Fundraising fell 16% in 2025 to $395 billion — the fourth consecutive annual decline — even as infrastructure and secondary vehicles attracted incremental capital. Pension funds and endowments, once eager partners, have grown selective. They now seek net internal rates of return above 20%. In prior cycles, a company growing EBITDA by 5% annually could deliver acceptable returns. In today’s environment of higher rates and tighter multiples, firms require sustained annual growth of 12% over five years to achieve equivalent outcomes. Twelve is the new five. That is not optimisation. It is a transformation.
The most promising assets have already been sold. What remains are companies with more complex narratives — less obvious trajectories, more uncertain exits. The longer they remain on balance sheets, the more internal rates of return erode. Beyond five or six years, IRRs lose their allure. Private equity thrives on disciplined alchemy: operational improvement, financial engineering, and timely disposal. But when the exits stall, the model strains. Returns compress. Capital remains trapped. Fundraising becomes an exercise in persuasion rather than momentum.
Yet the industry is not terminal. Private equity continues to offer diversification unavailable in increasingly concentrated public markets. That claim retains validity. But diversification is not liquidity. And liquidity is what investors crave. The paradox is stark. Private equity manages trillions. It commands influence across industries and geographies. It sits at the apex of modern capital allocation. And yet it is struggling to convert paper value into realised cash.

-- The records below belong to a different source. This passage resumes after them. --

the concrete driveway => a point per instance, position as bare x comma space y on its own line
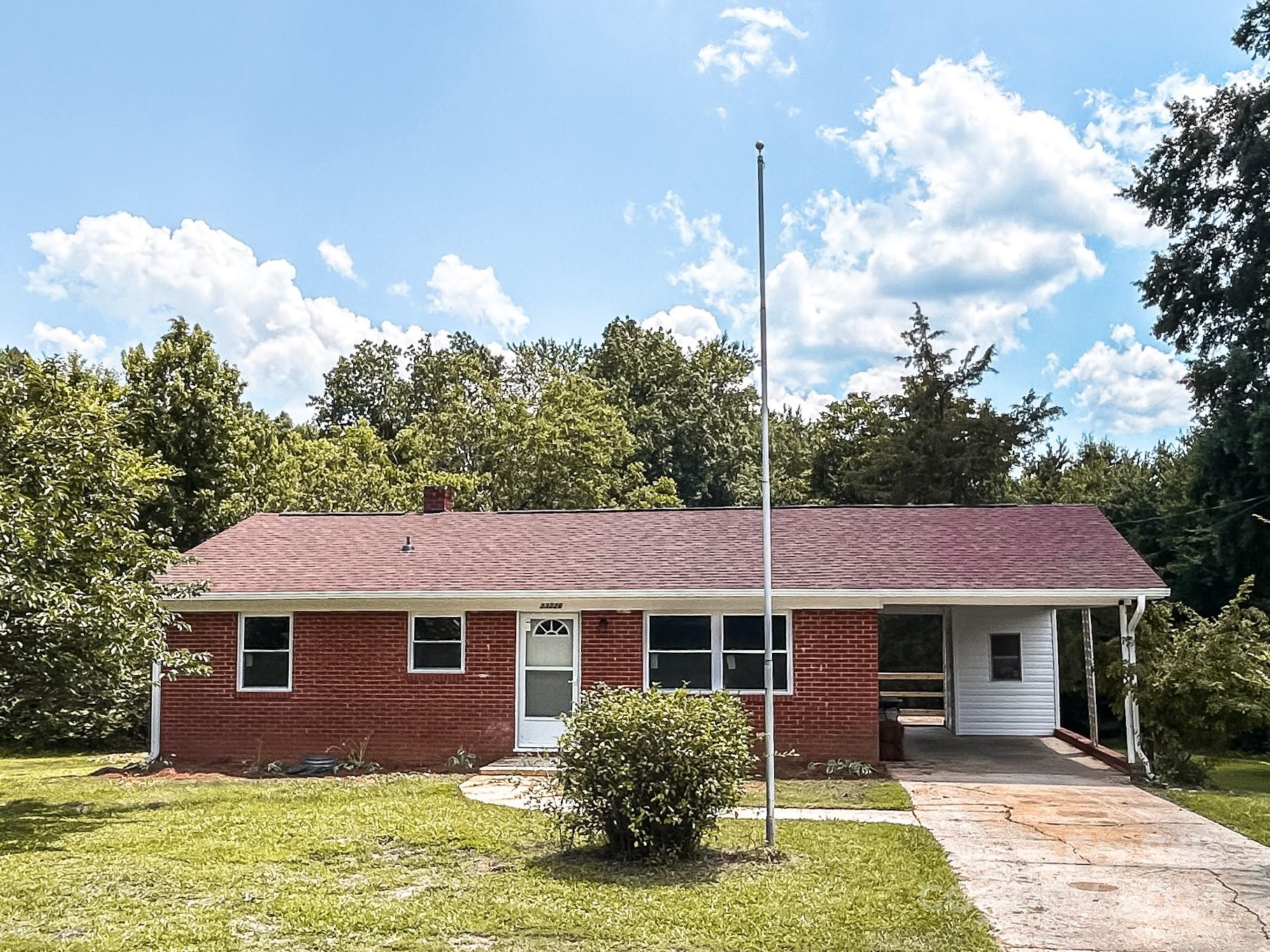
1061, 852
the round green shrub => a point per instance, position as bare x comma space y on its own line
649, 771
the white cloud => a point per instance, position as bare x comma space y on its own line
338, 259
719, 278
476, 295
687, 324
144, 275
64, 340
811, 403
834, 135
1128, 387
752, 46
985, 215
882, 380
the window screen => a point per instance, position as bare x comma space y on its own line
743, 653
1007, 663
266, 661
437, 644
680, 651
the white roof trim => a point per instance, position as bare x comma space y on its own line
811, 597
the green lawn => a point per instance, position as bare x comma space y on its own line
408, 863
1240, 800
859, 795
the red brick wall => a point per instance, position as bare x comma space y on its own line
613, 649
350, 682
834, 709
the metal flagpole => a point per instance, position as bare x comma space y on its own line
769, 740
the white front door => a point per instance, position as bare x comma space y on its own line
546, 678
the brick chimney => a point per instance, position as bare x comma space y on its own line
437, 499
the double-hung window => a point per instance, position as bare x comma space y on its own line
743, 653
264, 653
437, 642
715, 651
681, 651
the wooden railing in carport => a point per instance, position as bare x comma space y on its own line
883, 677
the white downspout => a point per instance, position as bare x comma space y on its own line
1129, 653
155, 700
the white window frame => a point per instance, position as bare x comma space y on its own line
992, 678
291, 650
717, 651
462, 644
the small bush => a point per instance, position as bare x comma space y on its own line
650, 771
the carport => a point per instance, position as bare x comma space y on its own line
1062, 852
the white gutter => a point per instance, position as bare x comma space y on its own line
1046, 597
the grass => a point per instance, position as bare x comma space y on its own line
857, 795
1240, 798
406, 862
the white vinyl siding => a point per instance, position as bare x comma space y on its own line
986, 706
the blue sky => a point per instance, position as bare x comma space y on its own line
538, 169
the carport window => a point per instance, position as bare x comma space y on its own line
1007, 663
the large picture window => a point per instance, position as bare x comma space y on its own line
717, 651
264, 653
437, 642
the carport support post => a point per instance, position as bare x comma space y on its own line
1091, 682
1129, 654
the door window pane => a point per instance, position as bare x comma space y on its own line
549, 644
1007, 662
548, 693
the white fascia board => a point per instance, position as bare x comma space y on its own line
639, 598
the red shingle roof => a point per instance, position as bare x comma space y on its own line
842, 549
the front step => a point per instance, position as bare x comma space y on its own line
521, 765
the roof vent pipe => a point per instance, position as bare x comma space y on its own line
437, 499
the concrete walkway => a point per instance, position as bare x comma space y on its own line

The backlog is not merely numerical. It is psychological. When $3.8 trillion waits for a bid, valuation becomes aspiration rather than transaction. Investors begin to question marks. General partners hesitate to crystallise losses. The equilibrium freezes. This is not a collapse. It is congestion. But in finance, congestion can metastasise. Extended holding periods compress IRRs. Lower IRRs deter fresh commitments. Reduced fundraising limits for new acquisitions. The virtuous cycle inverts. Private equity once promised perpetual compounding. Today, it resembles a motorway at capacity — powerful vehicles idling, engines running, exits distant. For now, the industry waits for the one variable it cannot manufacture: a decisive reopening of liquidity. Until then, the great machine of leveraged ambition remains stalled, surrounded not by crisis — but by accumulation. And accumulation, in excess, becomes its own risk.